The Dutch investment policy hiatus, underlined by a «wait and see» attitude, is becoming increasingly evident across the pension sector. «The motto is ‹not right now›,» said Joost Höppener, head of sales at BNP Paribas Asset Management in the Netherlands. Reiniera van der Feltz, executive director of asset management at SBZ Pension, added, «We’re navigating a series of intricate challenges during this transition phase, and adding more complexities is not on our radar.»
Still, the comprehensive investment policy isn’t being shelved entirely. «Pension funds have an obligation to ensure the quality of their portfolios remains intact,» noted Karin Roeloffs, head of fiduciary management at Aegon Asset Management. «If there’s a pressing issue with an asset manager or a notable gap in the strategy, we intervene on behalf of our clients.»
Future Pensions Act
Presently, the primary emphasis is on the enactment of the Future Pensions Act, known in the Netherlands as WTP. Decisions include which scheme to adopt, whether to preserve old rights in the new system, the nature of different compensation frameworks, and timing the transition.
Such profound decisions are pressing on pension fund boards, causing them to frequently defer to the outcomes of social partner consultations, which are moving at varied paces.
Furthermore, the implications of these choices on investment policies make any additional investment decisions at this juncture premature. «Some pension funds, post-WTP, are even reconsidering their very existence. They’re mulling over aligning with an industry-wide pension fund, and such decisions have colossal implications on asset management,» remarked Van der Feltz.

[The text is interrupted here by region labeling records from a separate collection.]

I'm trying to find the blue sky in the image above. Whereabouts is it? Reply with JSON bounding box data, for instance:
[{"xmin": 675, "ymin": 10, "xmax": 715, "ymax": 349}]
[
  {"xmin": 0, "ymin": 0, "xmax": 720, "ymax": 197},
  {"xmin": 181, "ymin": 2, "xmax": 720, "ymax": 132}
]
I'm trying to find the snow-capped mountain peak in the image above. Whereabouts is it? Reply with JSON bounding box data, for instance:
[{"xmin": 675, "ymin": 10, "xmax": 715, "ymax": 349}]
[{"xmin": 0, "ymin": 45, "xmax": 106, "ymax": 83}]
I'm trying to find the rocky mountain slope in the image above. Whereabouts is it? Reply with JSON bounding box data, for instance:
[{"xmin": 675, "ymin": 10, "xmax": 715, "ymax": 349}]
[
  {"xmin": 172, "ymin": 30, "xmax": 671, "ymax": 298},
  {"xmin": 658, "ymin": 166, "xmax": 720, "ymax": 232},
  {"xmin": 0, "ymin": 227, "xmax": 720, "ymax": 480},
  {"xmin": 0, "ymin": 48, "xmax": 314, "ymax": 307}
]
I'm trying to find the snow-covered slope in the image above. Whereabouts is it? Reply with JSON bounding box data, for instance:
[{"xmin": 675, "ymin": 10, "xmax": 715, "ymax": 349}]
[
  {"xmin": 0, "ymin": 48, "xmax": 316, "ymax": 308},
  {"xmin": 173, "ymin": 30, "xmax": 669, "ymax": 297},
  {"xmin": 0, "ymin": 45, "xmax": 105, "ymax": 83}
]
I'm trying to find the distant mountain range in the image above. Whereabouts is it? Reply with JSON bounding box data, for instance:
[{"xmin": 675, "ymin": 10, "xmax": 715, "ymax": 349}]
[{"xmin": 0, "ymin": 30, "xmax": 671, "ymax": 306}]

So, where does this leave asset managers? Höppener suggests there’s still ample work. «While investment policy remains vital, there’s a need to strategise on risk management, especially in the run-up to the transition,» he said. Pension funds, according to him, will want to shield themselves from potential significant market downturns.
Different speeds
Roeloffs echoed this sentiment. «This transitional phase, while demanding, isn’t entirely black and white. Some funds are in preliminary discussions, while others are leaps ahead.» Nevertheless, Roeloffs acknowledged a prevailing trend: a decline in major shifts and changes within fiduciary portfolios.
Across the board, however, Roeloffs also sees that this is not a period of major shifts, with asset manager changes in fiduciary portfolios. «Pension funds are taking the risk management duty very seriously and looking carefully at what is needed in terms of investment policy in the run-up to the transition. But for example, including a new asset class, that is not at the top of the list at the moment.»